25th Chief of the Staff
- In office 1 October 2013 – 1 November 2015
- General: Andre Cox
- Preceded by: Andre Cox
- Succeeded by: Brian Peddle

Personal details
- Born: 26 February 1946 (age 80) Detroit, Michigan, United States
- Spouse: Nancy Roberts

= William A. Roberts =

American Salvation Army officer (born 1946)

Commissioner William A. Roberts (born 26 February 1946) is a retired American Salvation Army officer who served as the Chief of the Staff of The Salvation Army from October 2013 to November 2015 under General Andre Cox.

Commissioned as an officer in The Salvation Army in 1971 after completing training as a member of the Victorious session of cadets, he served in three corps appointments, followed by a number of divisional appointments, he as Financial Secretary, Divisional Secretary, General Secretary and as leader of two divisions: Western Michigan Northern Indiana and then Metropolitan.

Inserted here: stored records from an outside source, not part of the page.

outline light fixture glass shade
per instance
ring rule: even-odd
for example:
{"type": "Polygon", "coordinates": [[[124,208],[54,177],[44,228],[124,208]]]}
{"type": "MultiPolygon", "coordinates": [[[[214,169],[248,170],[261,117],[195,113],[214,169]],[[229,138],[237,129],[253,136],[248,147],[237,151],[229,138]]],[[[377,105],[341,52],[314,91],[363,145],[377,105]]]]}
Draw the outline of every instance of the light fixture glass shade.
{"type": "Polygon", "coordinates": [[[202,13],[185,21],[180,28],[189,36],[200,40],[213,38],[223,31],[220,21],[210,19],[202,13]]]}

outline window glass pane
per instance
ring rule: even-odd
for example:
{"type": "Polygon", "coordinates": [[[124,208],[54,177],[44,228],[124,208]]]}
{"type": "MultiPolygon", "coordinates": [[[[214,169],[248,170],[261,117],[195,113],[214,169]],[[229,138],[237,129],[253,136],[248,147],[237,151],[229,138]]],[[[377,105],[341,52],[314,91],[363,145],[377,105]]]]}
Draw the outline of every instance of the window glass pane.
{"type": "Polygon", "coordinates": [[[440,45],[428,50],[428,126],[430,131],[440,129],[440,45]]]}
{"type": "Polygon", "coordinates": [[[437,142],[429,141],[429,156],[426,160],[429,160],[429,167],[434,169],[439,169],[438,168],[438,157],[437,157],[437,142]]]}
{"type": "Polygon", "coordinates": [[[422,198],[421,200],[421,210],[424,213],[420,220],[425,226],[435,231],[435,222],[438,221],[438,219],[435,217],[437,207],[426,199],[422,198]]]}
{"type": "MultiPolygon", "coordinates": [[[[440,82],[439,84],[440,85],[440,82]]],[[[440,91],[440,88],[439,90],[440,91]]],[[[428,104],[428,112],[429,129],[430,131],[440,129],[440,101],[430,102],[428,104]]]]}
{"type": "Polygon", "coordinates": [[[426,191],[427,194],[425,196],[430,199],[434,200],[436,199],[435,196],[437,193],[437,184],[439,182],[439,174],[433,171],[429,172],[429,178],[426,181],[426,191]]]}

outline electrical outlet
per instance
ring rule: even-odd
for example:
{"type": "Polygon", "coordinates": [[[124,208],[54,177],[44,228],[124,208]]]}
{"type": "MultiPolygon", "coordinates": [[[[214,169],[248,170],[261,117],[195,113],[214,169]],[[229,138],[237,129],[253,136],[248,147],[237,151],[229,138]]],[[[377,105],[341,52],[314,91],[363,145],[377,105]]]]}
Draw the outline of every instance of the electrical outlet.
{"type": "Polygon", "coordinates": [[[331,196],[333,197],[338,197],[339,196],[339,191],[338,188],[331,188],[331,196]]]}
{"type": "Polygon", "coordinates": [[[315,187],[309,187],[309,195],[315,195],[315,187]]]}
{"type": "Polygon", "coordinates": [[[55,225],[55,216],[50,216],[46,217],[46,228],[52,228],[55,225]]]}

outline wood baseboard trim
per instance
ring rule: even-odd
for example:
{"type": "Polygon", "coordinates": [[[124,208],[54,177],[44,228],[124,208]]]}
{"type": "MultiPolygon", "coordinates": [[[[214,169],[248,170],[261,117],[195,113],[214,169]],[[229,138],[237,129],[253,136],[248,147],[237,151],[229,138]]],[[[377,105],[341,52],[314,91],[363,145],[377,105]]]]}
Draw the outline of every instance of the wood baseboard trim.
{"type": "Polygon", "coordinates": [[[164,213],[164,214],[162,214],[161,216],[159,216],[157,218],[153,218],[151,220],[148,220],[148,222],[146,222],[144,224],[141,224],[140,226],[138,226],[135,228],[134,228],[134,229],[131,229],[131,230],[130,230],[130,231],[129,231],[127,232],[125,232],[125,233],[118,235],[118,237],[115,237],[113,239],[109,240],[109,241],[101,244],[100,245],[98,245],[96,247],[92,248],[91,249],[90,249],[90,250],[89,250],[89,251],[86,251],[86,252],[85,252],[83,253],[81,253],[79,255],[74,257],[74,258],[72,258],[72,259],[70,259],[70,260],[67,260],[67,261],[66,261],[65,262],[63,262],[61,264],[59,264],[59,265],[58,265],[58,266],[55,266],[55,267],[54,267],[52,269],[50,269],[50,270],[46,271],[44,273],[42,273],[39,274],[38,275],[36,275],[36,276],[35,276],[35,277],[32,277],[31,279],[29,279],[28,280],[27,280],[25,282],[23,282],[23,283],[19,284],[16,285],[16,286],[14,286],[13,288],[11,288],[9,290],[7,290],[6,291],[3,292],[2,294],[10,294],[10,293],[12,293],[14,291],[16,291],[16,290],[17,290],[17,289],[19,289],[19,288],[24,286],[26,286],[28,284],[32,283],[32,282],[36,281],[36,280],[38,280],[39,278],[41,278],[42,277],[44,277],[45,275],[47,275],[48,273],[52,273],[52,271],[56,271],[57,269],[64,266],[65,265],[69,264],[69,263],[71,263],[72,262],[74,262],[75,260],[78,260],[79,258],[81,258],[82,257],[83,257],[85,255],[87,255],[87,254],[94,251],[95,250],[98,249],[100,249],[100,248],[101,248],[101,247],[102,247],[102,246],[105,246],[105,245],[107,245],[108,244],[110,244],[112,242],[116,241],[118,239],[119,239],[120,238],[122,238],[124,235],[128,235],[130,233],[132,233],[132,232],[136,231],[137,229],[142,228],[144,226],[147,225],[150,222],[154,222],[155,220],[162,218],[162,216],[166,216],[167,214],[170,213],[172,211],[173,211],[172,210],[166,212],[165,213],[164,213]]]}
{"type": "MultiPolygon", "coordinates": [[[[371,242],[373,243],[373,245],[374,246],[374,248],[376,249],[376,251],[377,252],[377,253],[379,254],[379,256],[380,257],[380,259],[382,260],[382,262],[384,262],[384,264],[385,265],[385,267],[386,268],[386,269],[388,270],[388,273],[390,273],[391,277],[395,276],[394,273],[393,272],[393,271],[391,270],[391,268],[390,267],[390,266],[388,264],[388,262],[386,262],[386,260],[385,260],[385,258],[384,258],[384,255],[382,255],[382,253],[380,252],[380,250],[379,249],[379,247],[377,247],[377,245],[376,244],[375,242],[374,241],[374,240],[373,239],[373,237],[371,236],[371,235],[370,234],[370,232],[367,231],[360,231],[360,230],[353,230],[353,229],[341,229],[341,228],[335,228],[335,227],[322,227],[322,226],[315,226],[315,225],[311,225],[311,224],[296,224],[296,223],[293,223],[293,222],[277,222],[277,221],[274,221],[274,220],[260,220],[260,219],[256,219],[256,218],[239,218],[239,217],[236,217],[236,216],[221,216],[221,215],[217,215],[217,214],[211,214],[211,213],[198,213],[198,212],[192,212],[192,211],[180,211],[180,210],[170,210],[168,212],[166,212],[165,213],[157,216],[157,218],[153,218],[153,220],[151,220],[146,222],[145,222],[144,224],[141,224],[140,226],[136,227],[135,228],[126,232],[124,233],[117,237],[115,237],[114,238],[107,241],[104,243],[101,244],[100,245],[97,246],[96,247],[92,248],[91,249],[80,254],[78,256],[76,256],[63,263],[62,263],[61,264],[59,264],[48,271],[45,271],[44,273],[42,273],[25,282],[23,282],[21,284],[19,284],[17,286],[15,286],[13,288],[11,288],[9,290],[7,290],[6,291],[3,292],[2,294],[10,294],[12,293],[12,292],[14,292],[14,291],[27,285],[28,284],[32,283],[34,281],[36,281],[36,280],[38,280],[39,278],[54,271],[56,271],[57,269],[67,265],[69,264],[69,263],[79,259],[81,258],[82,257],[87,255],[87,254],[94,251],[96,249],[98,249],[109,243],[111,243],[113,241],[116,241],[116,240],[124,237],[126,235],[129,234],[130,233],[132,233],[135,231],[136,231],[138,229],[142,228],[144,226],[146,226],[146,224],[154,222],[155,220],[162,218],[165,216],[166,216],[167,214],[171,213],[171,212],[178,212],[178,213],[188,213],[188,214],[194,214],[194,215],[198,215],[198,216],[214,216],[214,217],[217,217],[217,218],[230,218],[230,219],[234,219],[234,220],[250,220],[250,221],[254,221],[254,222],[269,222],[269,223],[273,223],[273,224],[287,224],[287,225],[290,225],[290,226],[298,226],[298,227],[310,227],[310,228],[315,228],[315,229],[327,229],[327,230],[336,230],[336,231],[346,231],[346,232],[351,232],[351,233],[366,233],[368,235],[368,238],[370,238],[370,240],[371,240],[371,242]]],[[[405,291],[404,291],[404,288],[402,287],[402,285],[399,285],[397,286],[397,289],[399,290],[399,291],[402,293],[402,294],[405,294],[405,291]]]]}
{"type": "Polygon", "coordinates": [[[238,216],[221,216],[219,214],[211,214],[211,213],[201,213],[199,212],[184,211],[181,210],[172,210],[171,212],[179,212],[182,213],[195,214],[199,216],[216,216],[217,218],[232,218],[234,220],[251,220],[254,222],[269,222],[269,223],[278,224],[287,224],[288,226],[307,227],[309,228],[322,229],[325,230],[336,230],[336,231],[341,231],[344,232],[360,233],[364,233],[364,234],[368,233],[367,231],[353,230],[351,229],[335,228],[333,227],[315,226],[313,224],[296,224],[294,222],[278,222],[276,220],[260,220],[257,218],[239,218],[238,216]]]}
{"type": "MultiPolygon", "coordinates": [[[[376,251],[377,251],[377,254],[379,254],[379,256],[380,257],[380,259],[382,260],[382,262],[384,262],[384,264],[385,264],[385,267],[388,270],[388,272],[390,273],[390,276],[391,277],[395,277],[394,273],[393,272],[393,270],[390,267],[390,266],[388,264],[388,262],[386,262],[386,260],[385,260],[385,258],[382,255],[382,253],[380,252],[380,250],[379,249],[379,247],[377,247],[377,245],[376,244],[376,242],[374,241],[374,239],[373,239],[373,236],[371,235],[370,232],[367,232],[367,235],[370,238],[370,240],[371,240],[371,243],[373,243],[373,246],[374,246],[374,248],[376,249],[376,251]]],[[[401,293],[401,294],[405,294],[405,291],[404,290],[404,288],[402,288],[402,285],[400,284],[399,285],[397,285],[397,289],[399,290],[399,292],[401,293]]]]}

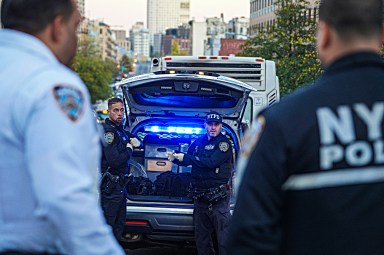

The son of Salvation Army officers, Roberts holds a Bachelor of Science degree in Business Administration from Wayne State University and a Master of Arts degree in Religious Studies from the University of Detroit. He has also studied at the University of Minnesota, Nazarene Theological Seminary and North Park Seminary. He was selected to attend the International College for Officers in London in 1982.

He has served on the teaching staff of the Central’s Officer Continuing Education Program as well as the Central’s Asbury Theological Seminary Preaching Seminar.

Commissioners William and Nancy Roberts are the parents of four children — William, Rebecca, Barbara, and Bramwell — who, along with their spouses, have provided them with twelve grandchildren.

From 2001 to 2005 they led the South America East Territory, comprising Argentina, Uruguay and Paraguay. Commissioner William Roberts was next appointed to IHQ in London in 2005 as International Secretary for Business Administration, with Commissioner Nancy Roberts appointed as Secretary for IHQ Staff Development and IHQ Chaplain. On March 1, 2008, Commissioner William Roberts took up his appointment as Territorial Commander of the Kenya West Territory, on the very day of the creation of that territory, with Commissioner Nancy Roberts appointed as Territorial President of Women’s Ministries for Kenya West.